Azure Cognitive Search Service REST
Azure Cognitive Search is a fully managed cloud search service that provides a rich search experience over user-owned content. One way to add search capability is through the Search REST APIs, with operations that create and manage indexes, load data, implement search features, execute queries, and handle results.
A separate Management REST API can be used to create or modify the service itself. Alternatively, you can use the portal for many service and content management tasks. To get started, see Create a search service in Azure portal.
Key concepts
Cognitive Search has the concepts of search services and indexes and documents:
- A search service contains one or more indexes.
- An index provides persistent storage of search documents.
- Search documents are loaded from external sources in the form of JSON documents and pushed to an index to make it searchable.
You can also create an indexer to automate indexing. An indexer has a data source and points to an index.
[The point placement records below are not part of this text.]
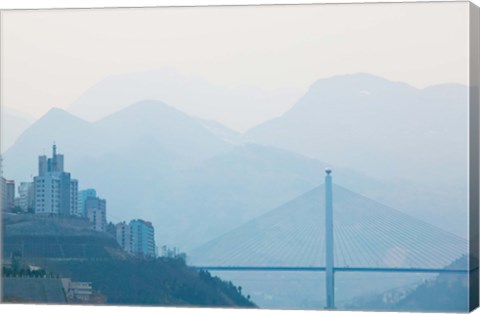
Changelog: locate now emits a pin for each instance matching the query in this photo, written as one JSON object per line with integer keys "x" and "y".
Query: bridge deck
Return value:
{"x": 336, "y": 269}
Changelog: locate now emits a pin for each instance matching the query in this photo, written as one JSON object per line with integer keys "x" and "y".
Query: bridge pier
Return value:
{"x": 329, "y": 262}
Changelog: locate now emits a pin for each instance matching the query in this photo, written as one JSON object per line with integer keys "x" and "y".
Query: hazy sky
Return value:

Optionally, it might also have a skillset that adds AI to the indexer pipeline.
AI enrichment is an extension of indexers that adds machine learning transformations that extract or generate text, or add structure to content so that it can be indexed by a search service. The construct that drives AI enrichment is called a skillset. During data ingestion, it defines a sequence of steps that detect, structure, or transform content that is otherwise unsearchable (for example, image content).
All together, there are five types of operations that can be executed against the service:
Operation | Description |
---|---|
Index | Create, delete, update, or configure a search index. |
Document | Add, update, or delete documents in the index, query the index, or look up specific documents by ID. |
Indexer | Automate aspects of an indexing operation by configuring a data source and an indexer that you can schedule or run on demand. This feature is supported for a limited number of data source types on Azure. |
Skillset | Part of an AI enrichment workload, a skillset defines a series of enrichment processing that extracts or creates searchable text from unstructured text, application files, or image files. A skillset is invoked by an indexer. |
Synonym map | A synonym map is service-level resource that contains user-defined synonyms. This resource is maintained independently from search indexes. Once uploaded, you can point any searchable field to the synonym map (one per field). |
Calling the APIs
The APIs documented in this section provide access to operations on search data, such as index creation and population, document upload, and queries. When calling APIs, keep the following points in mind:
Requests must be issued over HTTPS (on the default port 443).
Requests must include the api-version in the URI. The value must be set to a supported version, formatted as shown in this example:
GET https://[search service name].search.windows.net/indexes?api-version=2020-06-30
Request headers must include an api-key that was generated for the search service you provisioned. Having a valid key establishes trust, on a per request basis, between the application sending the request and the service that handles it. Optionally, you can set the Accept HTTP header. If the header is not set, the default is assumed to be
application/json
.
Key authentication
Every HTTP request to your search service is authenticated based on two pieces of information: a search service URL and an api-key that provides proof the request is from a trusted entity. There are two types of api-keys for different levels of operation.
Key | Description | Limits |
---|---|---|
Admin | Admin keys grant full rights to all operations, including the ability to manage the service, get status and object definitions, and create and delete indexes, indexers, and data sources. Two admin api-keys, referred to as primary and secondary keys in the portal, are automatically generated when the service is created and can be individually regenerated on demand. Having two keys allows you to roll over one key while using the second key for continued access to the service. Admin keys are only specified in HTTP request headers. You cannot place an admin api-key in a URL. | Maximum of 2 per service |
Query | Query keys grant read-only access to content within an index (documents), and are typically distributed to client applications that issue search requests. Query keys are created on demand. You can create them manually in the portal or programmatically via the Management REST API. Query keys can be specified in an HTTP request header for search, suggestion, or lookup operation. Alternatively, you can pass a query key as a parameter on a URL. Depending on how your client application formulates the request, it might be easier to pass the key as a query parameter: GET /indexes/hotels/docs?search=*&$orderby=lastRenovationDate desc&api-version=2020-06-30&api-key=[query key] |
50 per service |
Visually, there is no distinction between an admin key or query key. Both keys are strings composed of 32 randomly generated alpha-numeric characters. If you lose track of what type of key is specified in your application, you can check the key values in the portal or use the Management REST API to return the value and key type.
Note
It's considered a poor security practice to pass sensitive data such as an api-key
in the request URI. For this reason, Azure Cognitive Search will only accept a query key as an api-key
in the query string, and you should avoid doing so unless the contents of your index should be publicly available. As a general rule, we recommend passing your api-key
as a request header.
Authorization
Cognitive Search supports Azure role-based access control (Azure RBAC) for search service administration, through Owner, Contributor, and Reader roles.
Optionally, for search solutions that can use preview features, you can use Azure RBAC to control access to indexes and other objects on a search service. This approach requires a search service configured for Azure RBAC on the data plane and an authorization header on REST API calls that are authenticated using Azure Active Directory.